I was out working at a large sporting gathering yesterday, where we were forbidden to shake hands with the players and officials. What humoured us as officials, was that the victorious players were hugging, kissing, throwing themselves into the crowd, and piling on top of each other in a heap! An understandable reaction when you’ve won a cup! And not one which a handshake would have made much of a difference too.
- Accept our humanity
Perhaps in coming to terms with our humanity, we’ll not try and be the saviours with all the answers. Watching another YouTube video or news bulletin will most likely not change anything. And in accepting our humanity, we won’t expect our governments to get it perfect – it’s a complex thing to understand, and hard thing to legislate. And we’ll admit that even the best business leader or fittest person on earth, will still be limited by our humanity. You can think you’ve done everything right, and yet still your business may go under, or your health may be taken from you (perhaps not by this virus, but on any given day, by anything).
Yet this is one of the hardest things as a human who loves to push boundaries and develop myself, that I struggle to accept. It is so obvious yet I rail against it every day I wake up. Being diagnosed with a long-term illness helped me come to terms with this a bit, or at least revealed how much I crave independence as a world traveller!
- Confess our need of each other
In fear and panic, it’s fascinating that one of the first things humans seem to do, is to look after themselves. Northern Ireland has gone relatively untouched so far by the virus, yet when I went to the shops yesterday at 10am, all toilet rolls (re-stocked at 7.30am) were nearly gone, and other food stuffs were dwindling. Instead of panicking, I wonder how many will look around to serve the needs of others today. To look to the needs of an elderly neighbour who is more at risk if they went out. To think of those in worse-affected areas and to support them.
- Look upwards
Ultimately these two previous things will start to happen more and more as we look upwards to the One who is in control. The One who gave us our humanity. The One who made travel. The One who made us to be in relationship with each other, but also with Him. For those atheist travellers amongst us, perhaps your worldview may give you the first point (we’re all the same), but by what grounds ought it motivate you to care for the least in society? (Please note what I’m not saying – many of you will be the most marvelously caring in society, more than religious people.)
I don’t say this glibly, as it’s not easy to do or to understand God’s way of working in this world. I have a wedding planned for July which I can’t get insurance for with this crisis – will it go ahead? Will family be able to fly in? I have friends who own travel firms who’ll be ruined by everyone pulling out from their holiday plans. I myself wonder about the risk of booking a honeymoon, or anything in the next six months. I have family who also (like me) are perhaps more vulnerable health-wise than many others in society. And I have friends, in some of the worst affected areas of the world.

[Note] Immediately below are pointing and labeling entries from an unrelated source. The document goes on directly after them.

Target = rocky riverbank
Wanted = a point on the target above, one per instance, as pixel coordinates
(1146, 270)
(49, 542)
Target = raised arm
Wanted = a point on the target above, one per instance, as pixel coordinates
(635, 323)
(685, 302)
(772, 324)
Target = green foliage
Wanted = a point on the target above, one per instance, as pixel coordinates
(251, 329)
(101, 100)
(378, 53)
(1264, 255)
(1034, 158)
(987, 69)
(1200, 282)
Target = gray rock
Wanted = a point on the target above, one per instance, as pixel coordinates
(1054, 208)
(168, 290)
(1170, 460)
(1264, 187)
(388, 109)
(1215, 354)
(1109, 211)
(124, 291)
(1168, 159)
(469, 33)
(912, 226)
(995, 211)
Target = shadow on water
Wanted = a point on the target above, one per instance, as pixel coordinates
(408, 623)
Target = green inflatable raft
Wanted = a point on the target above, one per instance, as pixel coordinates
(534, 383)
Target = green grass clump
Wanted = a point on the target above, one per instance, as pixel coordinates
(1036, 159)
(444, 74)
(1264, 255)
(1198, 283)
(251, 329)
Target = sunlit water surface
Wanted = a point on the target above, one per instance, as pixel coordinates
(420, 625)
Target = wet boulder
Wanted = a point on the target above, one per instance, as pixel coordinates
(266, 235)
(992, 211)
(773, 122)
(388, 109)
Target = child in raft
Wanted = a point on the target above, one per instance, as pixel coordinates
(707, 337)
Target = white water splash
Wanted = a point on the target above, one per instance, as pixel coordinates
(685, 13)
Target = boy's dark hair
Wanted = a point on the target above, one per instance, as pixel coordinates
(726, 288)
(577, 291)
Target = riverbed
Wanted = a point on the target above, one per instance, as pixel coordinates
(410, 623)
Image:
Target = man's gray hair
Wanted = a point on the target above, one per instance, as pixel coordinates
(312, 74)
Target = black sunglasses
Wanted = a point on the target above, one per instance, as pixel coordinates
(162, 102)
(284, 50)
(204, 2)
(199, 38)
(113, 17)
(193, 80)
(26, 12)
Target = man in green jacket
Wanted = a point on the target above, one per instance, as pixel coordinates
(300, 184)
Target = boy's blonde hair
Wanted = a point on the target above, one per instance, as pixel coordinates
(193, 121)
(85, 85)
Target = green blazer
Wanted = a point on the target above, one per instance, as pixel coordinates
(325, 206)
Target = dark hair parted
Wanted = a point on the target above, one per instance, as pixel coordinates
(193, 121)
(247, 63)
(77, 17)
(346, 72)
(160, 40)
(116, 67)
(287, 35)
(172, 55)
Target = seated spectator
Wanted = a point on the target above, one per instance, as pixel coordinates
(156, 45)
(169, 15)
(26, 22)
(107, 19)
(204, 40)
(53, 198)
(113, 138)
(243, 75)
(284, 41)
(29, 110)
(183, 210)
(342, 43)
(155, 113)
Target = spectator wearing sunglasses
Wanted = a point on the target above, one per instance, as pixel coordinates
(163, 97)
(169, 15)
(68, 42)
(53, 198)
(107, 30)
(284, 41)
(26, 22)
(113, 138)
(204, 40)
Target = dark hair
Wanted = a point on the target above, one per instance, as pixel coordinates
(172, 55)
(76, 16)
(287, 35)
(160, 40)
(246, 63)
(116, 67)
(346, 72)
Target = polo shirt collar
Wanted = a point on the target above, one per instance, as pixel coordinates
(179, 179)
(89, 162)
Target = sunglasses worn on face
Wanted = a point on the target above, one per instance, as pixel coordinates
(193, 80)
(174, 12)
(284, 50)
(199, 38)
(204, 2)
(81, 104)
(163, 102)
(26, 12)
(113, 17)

But evidence in history points me to One who’s dealt with far more turmoil across the nations than this. One who uses even the evil in this world, to bring about His purposes. One who stepped in to save us, when our own education, society and fitness could not suffice. It is His good care of all who He has made, which I turn to look towards at times like these.
So, as we wake up each morning, may we look upwards, remember others worse off, and confess our humanity. And perhaps if we are still craving adventure and think it wise, you can consider a micro-adventure and discover the rich diversity of life right on your doorstep – wherever you live! In the meantime on this blog, we’ll be trying to support some businesses who specialise in the faith and travel market, in the days ahead.